You see, it's the audible differences that create the different impression over longer listening - you've just got to find them when ABXing - so long as some fall within the supplied clip, it's possible. (If they don't ocurr in the clip, then you won't know that the codec isn't transparent - in which case, for this clip, for you, it is tranparent, and that's all we can prove anyway!).


Some people talk about "vague differences, impressions and feelings" and it's pure placeabo. Others talk about the same things, and it's just because they've not learnt to spot and recognise the artefact(s) that are giving them that impression. However, the perceived difference is real. I believe that, to prevent contamination of the results from the first group (placeabo), we must require the second group to learn the skill and patience to ABX. Because, when all you have is a 20 second sample, then if it creates a different impression due to an audible difference, then you will be able to ABX it. Eventually.


Cheers,
David.

64 kbit/s Test has started!

Reply #80
What if someone plays two samples at blind-random several times and consistently ranks one as 5 and another as 4.5 on a 1-5 scale of quality (unbenknownst to him while he's doing it). Then he attempts to ABX these two samples, and fails to achieve a result that can confidently be considered non-random.

What would this mean? Do you think it would happen anyway?

64 kbit/s Test has started!

Reply #81
Quote
Originally posted by 2Bdecided
Can I echo two points:

1. If there's any doubt (and it appears, surprisingly, that there is), people must ABX before being allowed to grade less than 5.

(ff123: having ABXd correctly, can we have an indication of which one we're supposed to be grading on the main page - otherwise you have to listen carefully to both again! OK, maybe that's a good further test of our ability to hear a difference, but after ABX it's a waste of time.)


I dont completely agree with this:
If you abx a sample, you know how a sounds, how b sounds, and then you have to decide if you hear a or b.
With the ABC/HR, you just know how the original sounds!, and then you have to identify which of the two candidates it is.

For this reason, I would say that it is more difficult to find the correct one in an ABCHR than in an ABX, and letting the program tell you which is which, is cheating.


Quote
Originally posted by 2Bdecided


Some people talk about "vague differences, impressions and feelings" and it's pure placeabo. Others talk about the same things, and it's just because they've not learnt to spot and recognise the artefact(s) that are giving them that impression. However, the perceived difference is real. I believe that, to prevent contamination of the results from the first group (placeabo), we must require the second group to learn the skill and patience to ABX. Because, when all you have is a 20 second sample, then if it creates a different impression due to an audible difference, then you will be able to ABX it. Eventually.
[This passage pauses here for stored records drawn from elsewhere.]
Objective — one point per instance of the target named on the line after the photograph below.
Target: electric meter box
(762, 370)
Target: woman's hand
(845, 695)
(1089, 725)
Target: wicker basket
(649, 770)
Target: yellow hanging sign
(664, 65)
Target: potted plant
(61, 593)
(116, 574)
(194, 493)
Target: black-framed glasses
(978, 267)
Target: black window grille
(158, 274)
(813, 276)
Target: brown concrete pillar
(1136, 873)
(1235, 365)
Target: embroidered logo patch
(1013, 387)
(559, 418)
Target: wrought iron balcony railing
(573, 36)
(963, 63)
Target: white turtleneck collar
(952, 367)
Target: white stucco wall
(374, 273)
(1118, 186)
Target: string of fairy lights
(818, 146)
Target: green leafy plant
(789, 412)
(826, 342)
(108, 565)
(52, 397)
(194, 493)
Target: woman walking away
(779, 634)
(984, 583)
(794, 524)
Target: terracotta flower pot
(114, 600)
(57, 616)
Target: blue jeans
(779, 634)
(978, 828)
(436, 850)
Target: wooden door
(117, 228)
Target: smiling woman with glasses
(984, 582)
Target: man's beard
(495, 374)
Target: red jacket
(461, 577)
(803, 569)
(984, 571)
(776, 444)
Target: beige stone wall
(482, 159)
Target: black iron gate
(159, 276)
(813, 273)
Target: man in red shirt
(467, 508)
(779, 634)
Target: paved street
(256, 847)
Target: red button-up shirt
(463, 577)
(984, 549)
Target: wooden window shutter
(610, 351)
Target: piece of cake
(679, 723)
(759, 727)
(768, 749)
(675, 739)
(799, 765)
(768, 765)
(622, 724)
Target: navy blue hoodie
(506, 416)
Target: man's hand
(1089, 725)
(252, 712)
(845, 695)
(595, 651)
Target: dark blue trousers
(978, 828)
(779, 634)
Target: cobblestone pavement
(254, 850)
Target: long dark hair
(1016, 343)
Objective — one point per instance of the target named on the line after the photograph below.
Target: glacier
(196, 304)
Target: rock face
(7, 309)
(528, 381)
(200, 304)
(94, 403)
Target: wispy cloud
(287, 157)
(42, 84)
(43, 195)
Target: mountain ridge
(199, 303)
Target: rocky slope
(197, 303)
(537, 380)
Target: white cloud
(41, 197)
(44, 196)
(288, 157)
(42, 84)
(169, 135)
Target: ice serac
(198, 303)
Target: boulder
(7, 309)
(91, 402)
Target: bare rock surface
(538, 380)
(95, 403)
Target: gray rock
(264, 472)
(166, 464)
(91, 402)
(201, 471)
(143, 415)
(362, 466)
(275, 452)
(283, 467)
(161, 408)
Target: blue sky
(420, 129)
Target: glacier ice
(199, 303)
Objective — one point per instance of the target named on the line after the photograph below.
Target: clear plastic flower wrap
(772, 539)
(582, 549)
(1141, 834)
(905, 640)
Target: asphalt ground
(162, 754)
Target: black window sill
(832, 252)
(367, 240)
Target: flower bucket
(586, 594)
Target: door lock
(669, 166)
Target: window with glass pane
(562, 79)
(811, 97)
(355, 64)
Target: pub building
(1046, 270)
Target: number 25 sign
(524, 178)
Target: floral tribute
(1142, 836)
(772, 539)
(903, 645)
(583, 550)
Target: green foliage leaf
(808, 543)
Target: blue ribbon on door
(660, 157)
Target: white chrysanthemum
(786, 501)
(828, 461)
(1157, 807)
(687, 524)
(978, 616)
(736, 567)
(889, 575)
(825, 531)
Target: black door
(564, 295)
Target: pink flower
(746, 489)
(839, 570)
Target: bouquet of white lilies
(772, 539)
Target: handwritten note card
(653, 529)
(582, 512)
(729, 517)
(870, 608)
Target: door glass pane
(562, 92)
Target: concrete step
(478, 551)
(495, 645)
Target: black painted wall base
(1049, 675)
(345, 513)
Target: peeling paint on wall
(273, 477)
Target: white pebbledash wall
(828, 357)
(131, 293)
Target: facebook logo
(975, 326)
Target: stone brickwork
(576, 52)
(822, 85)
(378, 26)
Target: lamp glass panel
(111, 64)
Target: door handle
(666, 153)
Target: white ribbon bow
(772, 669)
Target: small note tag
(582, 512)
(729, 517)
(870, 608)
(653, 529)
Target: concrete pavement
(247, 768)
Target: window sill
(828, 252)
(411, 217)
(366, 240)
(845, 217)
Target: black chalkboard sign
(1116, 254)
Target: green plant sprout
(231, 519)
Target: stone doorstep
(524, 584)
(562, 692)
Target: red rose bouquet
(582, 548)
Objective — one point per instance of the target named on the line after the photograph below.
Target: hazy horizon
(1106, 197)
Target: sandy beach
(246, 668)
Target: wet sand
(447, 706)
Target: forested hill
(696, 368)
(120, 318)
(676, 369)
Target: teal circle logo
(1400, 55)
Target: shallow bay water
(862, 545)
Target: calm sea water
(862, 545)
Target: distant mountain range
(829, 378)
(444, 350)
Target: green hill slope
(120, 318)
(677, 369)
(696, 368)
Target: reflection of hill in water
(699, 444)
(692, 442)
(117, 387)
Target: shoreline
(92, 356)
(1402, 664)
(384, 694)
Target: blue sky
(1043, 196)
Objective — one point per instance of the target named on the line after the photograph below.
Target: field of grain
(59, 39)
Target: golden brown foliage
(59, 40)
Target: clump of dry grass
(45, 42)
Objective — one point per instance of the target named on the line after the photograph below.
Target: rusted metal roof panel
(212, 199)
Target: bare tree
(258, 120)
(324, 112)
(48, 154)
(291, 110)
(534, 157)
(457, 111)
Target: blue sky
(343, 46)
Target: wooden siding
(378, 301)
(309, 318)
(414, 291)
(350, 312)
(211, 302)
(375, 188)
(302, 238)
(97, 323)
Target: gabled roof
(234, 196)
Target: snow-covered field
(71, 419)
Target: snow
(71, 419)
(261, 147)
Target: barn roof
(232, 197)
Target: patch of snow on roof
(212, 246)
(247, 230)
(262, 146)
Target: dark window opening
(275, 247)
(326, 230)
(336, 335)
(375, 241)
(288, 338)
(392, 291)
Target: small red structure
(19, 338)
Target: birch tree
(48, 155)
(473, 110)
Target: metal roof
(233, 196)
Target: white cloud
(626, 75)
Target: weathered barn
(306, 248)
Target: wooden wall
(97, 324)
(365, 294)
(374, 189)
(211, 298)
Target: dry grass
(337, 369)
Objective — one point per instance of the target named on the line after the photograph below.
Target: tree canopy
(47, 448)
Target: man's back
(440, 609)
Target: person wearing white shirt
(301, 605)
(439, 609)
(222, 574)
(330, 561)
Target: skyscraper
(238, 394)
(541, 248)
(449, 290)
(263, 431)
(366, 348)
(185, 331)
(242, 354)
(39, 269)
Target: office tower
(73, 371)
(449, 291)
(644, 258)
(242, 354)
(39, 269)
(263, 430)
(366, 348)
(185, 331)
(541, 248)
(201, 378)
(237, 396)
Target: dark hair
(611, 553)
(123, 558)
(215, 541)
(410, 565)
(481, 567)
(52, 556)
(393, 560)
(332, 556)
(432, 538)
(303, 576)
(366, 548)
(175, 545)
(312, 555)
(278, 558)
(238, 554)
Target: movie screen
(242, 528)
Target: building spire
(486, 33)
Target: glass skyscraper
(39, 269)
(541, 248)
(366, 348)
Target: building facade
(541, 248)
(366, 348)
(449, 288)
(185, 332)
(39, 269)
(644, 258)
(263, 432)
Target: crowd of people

if you ABX one sample, you are supposed to know which is the difference between the original and the lossy sample. If you know it, the ABCHR test should be so easy for you.
If you can't ABX, but you feel you hear a difference,  it shows that
a) your equipment doesn't let you distinguish it correctly after different retries
b) you're tired
c) you don't pay enough attention
d) there's something in the sample that disturbs you and makes you fail.
There is a sample in this test where I confused the original with the lossy one some times, because there was already some sort rough sound that was more accentuated in the lossy one. I was only sure which was X when hearing to the lossy one. With the original, I was not sure and failed to identify it sometimes. This doesn't happen with ABCHR.

e) ok... if you want, I can add placebo too.

64 kbit/s Test has started!

Reply #82
There are enough results at this point for each sample that I could close the test right now.  But if there are people who would still like to submit results, send them in, and I'll accept them for another day.  Thanks to everybody who participated.